The vaccine’s safety profile was also comparable to placebo, with serious adverse events (SAEs) occurring in 1% (24) and 1.3% (32) of children in the ETVAX and placebo groups, respectively. None of these SAEs were related to the vaccine.

The European & Developing Countries Clinical Trials Partnership, or EDCTP, is a collaborative programme between European and African countries. The scheme is designed to accelerate the development of new or improved medicines within the field of infectious disease by funding clinical research.

A race to develop the first ETEC vaccine

According to Thomas Wierzba, corresponding author of the Lancet paper summarising the trial, this is the first time an oral ETEC vaccine has shown potential to “offer real protection in a high-burden, low-income setting”.

Following the generally positive results obtained from this Phase IIb study, the European Medicines Agency (EMA) has given developers the greenlight to take ETVAX to a pivotal Phase III trial, which will test the vaccine’s consistency across different populations.

If ETVAX were to secure regulatory approval, it could become the first vaccine available to protect against ETEC-prompted diarrhoea. Currently, epidemiologists estimate that ETEC is responsible for an estimated 42,000 deaths per year.

The vaccine also diminished the overall prevalence of moderate-to-severe diarrhoea of all causes by 21% at the two-year mark, meaning the EDCTP3 hopes that ETVAX will become an important addition to the all-cause diarrhoea treatment arsenal – particularly in low-income areas.

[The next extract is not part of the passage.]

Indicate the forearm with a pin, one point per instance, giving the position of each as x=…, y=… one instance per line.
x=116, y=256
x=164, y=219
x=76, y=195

If approved, ETVAX would join similar vaccines like MSD’s RotaTeq and GSK’s Rotarix within the preventative armamentarium, which are approved for protection against rotaviral infections that commonly result in diarrhoea. UNICEF commonly provides children in low-to-middle income countries with both of these vaccines.

Meanwhile, Moderna is also evaluating the potential of its trivalent, mRNA-based norovirus vaccine, mRNA-1403, in a Phase III trial, which began dosing in 2024.